There were so many things that I wish that I would have done before I went to my monthly medication management appointment. After reading the excellent blog post in the National Empowerment Center’s website, I learned that I have been very passive in my recovery process. I had this notion that I was incapable of acting in my own best interests. I wanted to let the “doctor heal me.”
Well, I am going to be a partner in my care from now on and take a more active role in my mental health recovery. I want to get better and believe that there is hope for people who have SMI.
Taking a passive role means that:
- You go to your meetings without agenda or plans
- You have no idea of how your treatment plan is working for you
- You have not get kept track of side effects or what is going well
- You view medications as a miracle cure instead of tools
- You expect the doctor to cure you without your having to do any work
Taking an active role means that:
- You bring notes on your medications, reactions and feelings to the sessions
- You know about your treatment plan
- You know that medications go hand in hand with using coping strategies
- You comply with the doctor’s suggestions or are honest about why and when you weren’t
- You view the doctor as your coach on your recovery team, your conductor in your recovery orchestra, your leader in the recovery group, etc.
Two essentials of Recovery: Desire and Honesty
The biggest thing that has contributed to my being happy has been the desire to be happy. I am never satisfied with my treatment and always want to get better.
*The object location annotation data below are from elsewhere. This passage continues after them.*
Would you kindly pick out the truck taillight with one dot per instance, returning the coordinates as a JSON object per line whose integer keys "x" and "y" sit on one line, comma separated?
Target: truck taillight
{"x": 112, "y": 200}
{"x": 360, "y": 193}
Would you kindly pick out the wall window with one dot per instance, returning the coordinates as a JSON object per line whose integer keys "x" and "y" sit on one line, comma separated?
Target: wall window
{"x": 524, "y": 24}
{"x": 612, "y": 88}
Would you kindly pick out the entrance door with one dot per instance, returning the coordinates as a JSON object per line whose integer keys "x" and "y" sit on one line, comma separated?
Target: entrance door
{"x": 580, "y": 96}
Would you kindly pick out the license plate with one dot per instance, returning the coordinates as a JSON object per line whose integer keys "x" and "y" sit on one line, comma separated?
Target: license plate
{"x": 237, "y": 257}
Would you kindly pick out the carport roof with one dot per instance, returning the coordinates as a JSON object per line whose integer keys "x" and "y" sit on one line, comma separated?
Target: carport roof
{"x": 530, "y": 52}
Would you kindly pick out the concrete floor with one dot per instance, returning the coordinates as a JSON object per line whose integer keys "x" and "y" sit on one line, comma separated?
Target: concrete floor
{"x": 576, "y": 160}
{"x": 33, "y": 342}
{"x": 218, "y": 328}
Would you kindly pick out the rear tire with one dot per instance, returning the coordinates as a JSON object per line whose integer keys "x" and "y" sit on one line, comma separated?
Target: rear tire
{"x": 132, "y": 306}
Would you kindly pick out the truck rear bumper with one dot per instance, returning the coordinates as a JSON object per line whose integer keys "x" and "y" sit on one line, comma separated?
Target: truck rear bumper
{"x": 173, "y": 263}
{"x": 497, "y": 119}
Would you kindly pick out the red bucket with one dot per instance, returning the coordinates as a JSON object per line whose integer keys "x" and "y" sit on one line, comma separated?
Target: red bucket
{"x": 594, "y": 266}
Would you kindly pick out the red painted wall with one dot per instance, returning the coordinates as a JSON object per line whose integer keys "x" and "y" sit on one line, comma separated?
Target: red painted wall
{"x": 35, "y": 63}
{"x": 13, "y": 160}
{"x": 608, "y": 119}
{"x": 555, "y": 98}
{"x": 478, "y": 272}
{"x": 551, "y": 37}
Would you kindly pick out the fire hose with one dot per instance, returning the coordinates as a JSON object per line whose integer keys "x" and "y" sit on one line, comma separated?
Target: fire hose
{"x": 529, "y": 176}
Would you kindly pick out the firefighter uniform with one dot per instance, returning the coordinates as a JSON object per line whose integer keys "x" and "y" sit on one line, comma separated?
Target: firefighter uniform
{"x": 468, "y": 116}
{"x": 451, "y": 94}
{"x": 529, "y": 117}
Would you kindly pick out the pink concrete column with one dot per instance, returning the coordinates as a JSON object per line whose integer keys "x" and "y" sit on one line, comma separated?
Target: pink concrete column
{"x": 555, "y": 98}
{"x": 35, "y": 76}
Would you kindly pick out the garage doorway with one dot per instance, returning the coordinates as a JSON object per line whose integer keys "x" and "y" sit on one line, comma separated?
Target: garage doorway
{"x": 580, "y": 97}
I am ambitious about doing things that I am not supposed to be able to do. So being a more active member of the recovery team fits in with who I am. It made me feel helpless and pitiable to be so passive.
The next big thing goes hand in hand with ambition and that is its complement: honesty. If I think that I can fly to the moon as an astronaut without studying and discipline, I am being irrational. I obviously need to learn about rockets if I am going to fly to the moon.
Also, I may not have the physical requirements for flying to the moon on the rockets that exist right now. I may not be able to do it right now. I have to be honest with myself about my recovery. If I need to read about my meds and see if the reason why I feel fatigued all the time is the medication, I have to have that level of honesty. I can’t proceed if I don’t recognize that there are problems. The doctor may say that the reason why I feel fatigued all the time is my lifestyle, but if I know that I used to exercise for two hours a day before her current meds and now I just don’t have the energy, I have to be honest with her and myself about that. I can’t cheat myself out of my feeling better just because I am afraid to tell the truth and rock the boat.
Hope After Work
I guess that there are many things that I need to do to take a more active role in my recovery. I can’t expect to make progress without working at it. It’s like that flying to the moon thing. I have to train my body for living in the rocket, learn about the rocket, learn about the moon and prepare myself mentally for the trip. Best of all, I get to make friends along the way. I know that there are many other people with SMI. We don’t have to lead lives of grief and suffering. We can feel a little pain, but that might be what will help us grow.